Prima di acquistare corsi costosi e non sempre efficaci... esplorare le academy delle piattaforme e le ricche proposte formative per giornalisrti digitali. Formazione gratuita e professionale tra OpenAI, Anthropic e Ordine dei Giornalisti

L’intelligenza artificiale è diventata una compagna di viaggio del giornalismo digitale. Non si tratta più di strumenti marginali, ma di tecnologie che entrano in redazione, influenzano i tempi della scrittura, ridefiniscono la ricerca delle fonti e impongono nuove regole di trasparenza. In questo contesto la formazione digitale assume un ruolo decisivo: non è un valore aggiunto, ma una responsabilitá per chiunque lavori nell’informazione. Le AI Academy nascono proprio per questo, come nuove scuole di competenza e consapevolezza che aiutano professionisti e studenti a dominare strumenti complessi e in continua evoluzione.
OpenAI Academy è oggi uno dei riferimenti internazionali più forti: offre percorsi brevi, workshop pratici e lezioni guidate sull’uso consapevole di ChatGPT, con un approccio pensato per essere accessibile e aggiornato. Accanto a essa si sviluppa Anthropic Academy, che con i suoi moduli di AI Fluency propone un quadro organico e progressivo, ideale per chi vuole apprendere sia gli aspetti tecnici sia quelli etici del lavoro con modelli come Claude. A completare il quadro troviamo progetti formativi aperti e gratuiti come “Elements of AI”, creato dall’Universitá di Helsinki e giá seguito da oltre un milione di utenti, un esempio concreto di come la conoscenza possa essere condivisa su larga scala.

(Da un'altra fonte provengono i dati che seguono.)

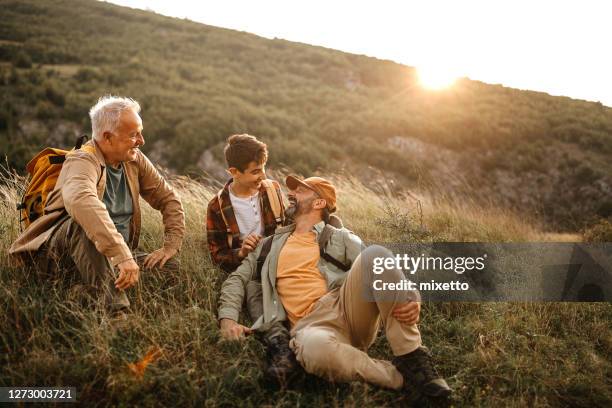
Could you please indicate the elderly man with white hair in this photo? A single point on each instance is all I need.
(91, 223)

In Italia il discorso assume una valenza particolare per i giornalisti iscritti all’Ordine, chiamati non solo ad aggiornarsi ma a rispettare l’obbligo formativo previsto dalla professione. Sulla piattaforma ufficiale formazionegiornalisti.it sono disponibili diversi corsi gratuiti, riconosciuti con crediti deontologici, dedicati proprio al rapporto tra intelligenza artificiale e giornalismo. Lezioni che affrontano le opportunitá offerte dalle AI, ma anche le criticitá etiche, il tema dei bias, la gestione della privacy e le implicazioni sulla qualitá dell’informazione. A queste si affiancano altre iniziative, come i percorsi promossi da InformaGiovani, che rafforzano le competenze digitali e offrono strumenti pratici contro la disinformazione.

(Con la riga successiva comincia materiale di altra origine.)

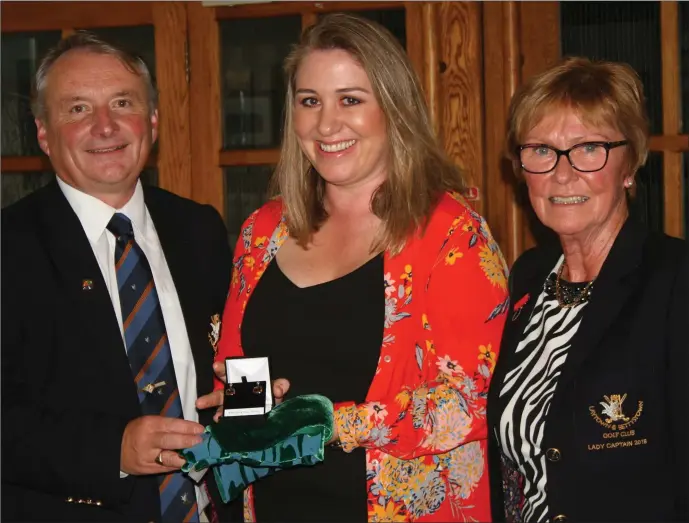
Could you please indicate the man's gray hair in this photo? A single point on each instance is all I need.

Il giornalismo digitale richiede oggi una doppia velocitá: la rapiditá nel produrre contenuti e la capacitá di verificarli con metodo. L’uso dell’intelligenza artificiale può essere un alleato prezioso per accelerare ricerche e analisi, ma soltanto se mediato da una formazione solida che guidi all’uso corretto degli strumenti. Le AI Academy non sostituiscono il ruolo del giornalista, ma lo rafforzano, aiutandolo a integrare la tecnologia senza tradire i valori fondamentali della professione.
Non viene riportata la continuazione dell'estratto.